Listen to this on the Wild Creation Stories podcast here: 

I was born without a heart.

I know what you’re thinking. “That’s impossible!” 

But it’s true.

Instead of a heart, I had a very, very big mind. It was so big that I tried to fit the whole world inside it.

When I went to the playground as a child, a bully pushed me down and called me an idiot. I sucked the whole scene into my mind. 

I replayed it again and again until I was convinced that I was a stupid weakling.

I went to the ocean with my family one day. The sun shone in glorious warmth on my skin. The sand through my toes felt like home. Then the waves overpowered me and knocked me into the surf.

All this I sucked into my mind. 

It became my greatest fantasy of the beach I call home, and how inevitably the waves knock me down to size.

So, you see, my mind was very big. 

It held all my ideas about what the world was and what it meant. It held the ideas of who I am and the kind of life I’d have. 

My mind held everything that I saw.

Whenever a problem came along, I tried to figure out what to do next by sifting through the billions of files in my mind. 

Sometimes they gave me a good solution, but most often I ended up repeating the same things over and over because it was all that I knew.

I had no heart to urge me to do something else. 

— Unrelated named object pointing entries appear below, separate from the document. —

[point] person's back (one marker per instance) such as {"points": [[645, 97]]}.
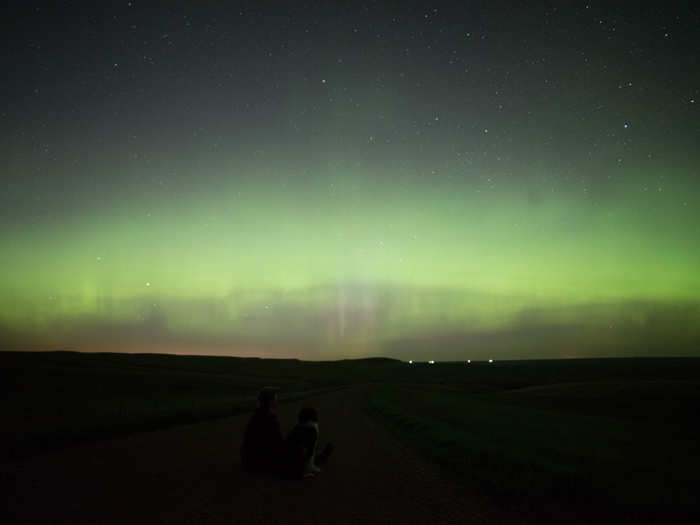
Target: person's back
{"points": [[300, 447], [263, 444]]}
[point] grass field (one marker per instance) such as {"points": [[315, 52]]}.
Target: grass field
{"points": [[588, 434], [594, 434]]}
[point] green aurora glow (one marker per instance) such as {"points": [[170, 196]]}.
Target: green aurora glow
{"points": [[344, 243]]}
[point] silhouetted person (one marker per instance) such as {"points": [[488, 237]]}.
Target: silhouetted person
{"points": [[301, 458], [263, 445]]}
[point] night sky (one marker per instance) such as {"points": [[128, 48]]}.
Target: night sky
{"points": [[421, 181]]}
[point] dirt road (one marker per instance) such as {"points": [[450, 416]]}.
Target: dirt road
{"points": [[191, 474]]}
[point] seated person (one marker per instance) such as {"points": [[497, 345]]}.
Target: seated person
{"points": [[301, 458], [263, 444]]}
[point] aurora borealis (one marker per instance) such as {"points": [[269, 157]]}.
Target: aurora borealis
{"points": [[320, 182]]}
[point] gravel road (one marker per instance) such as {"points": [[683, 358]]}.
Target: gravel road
{"points": [[191, 474]]}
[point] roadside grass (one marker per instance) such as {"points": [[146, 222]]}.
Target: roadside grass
{"points": [[58, 399], [541, 453]]}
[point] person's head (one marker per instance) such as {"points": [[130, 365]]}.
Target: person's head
{"points": [[308, 415], [268, 398]]}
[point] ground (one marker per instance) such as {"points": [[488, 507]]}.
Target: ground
{"points": [[192, 474]]}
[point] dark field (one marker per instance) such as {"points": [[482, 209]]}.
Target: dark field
{"points": [[606, 438]]}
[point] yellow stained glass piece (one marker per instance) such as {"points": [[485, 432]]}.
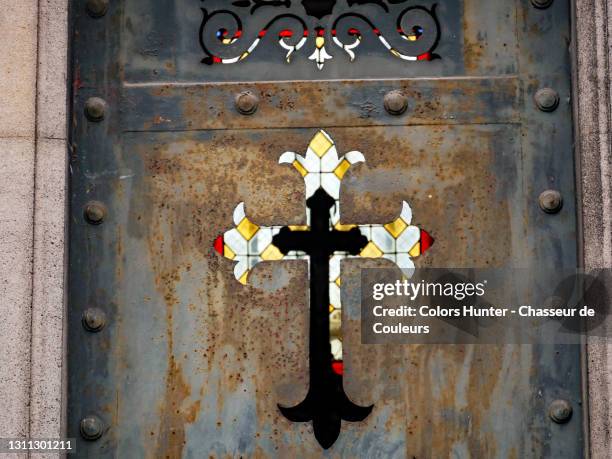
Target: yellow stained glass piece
{"points": [[300, 168], [340, 227], [371, 251], [271, 253], [320, 144], [415, 251], [397, 227], [247, 228], [342, 168], [228, 253]]}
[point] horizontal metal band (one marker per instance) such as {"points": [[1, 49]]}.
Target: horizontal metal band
{"points": [[194, 106]]}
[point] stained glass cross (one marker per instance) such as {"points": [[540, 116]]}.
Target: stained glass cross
{"points": [[324, 241]]}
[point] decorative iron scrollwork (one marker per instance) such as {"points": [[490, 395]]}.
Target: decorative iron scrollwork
{"points": [[221, 31]]}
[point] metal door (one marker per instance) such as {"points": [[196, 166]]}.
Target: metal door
{"points": [[181, 111]]}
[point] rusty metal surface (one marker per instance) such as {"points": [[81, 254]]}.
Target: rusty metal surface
{"points": [[192, 364]]}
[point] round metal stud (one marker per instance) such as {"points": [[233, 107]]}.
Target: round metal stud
{"points": [[550, 201], [95, 212], [560, 411], [94, 319], [547, 99], [541, 4], [247, 103], [396, 102], [91, 427], [95, 109], [97, 8]]}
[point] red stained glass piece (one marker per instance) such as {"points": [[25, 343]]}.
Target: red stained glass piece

I had no hope that something else was even possible.

It wasn’t a bad life, really. But it wasn’t a great life, either.

Living inside my mind kept me kind of small. Anything bigger than my mind was literally inconceivable.

But then a miracle happened.

What? You don’t believe in miracles?!?!

Oh, yes, you do. 

This was the everyday kind of miracle.

You see them all the time because you have a heart and it stirs whenever you see one. 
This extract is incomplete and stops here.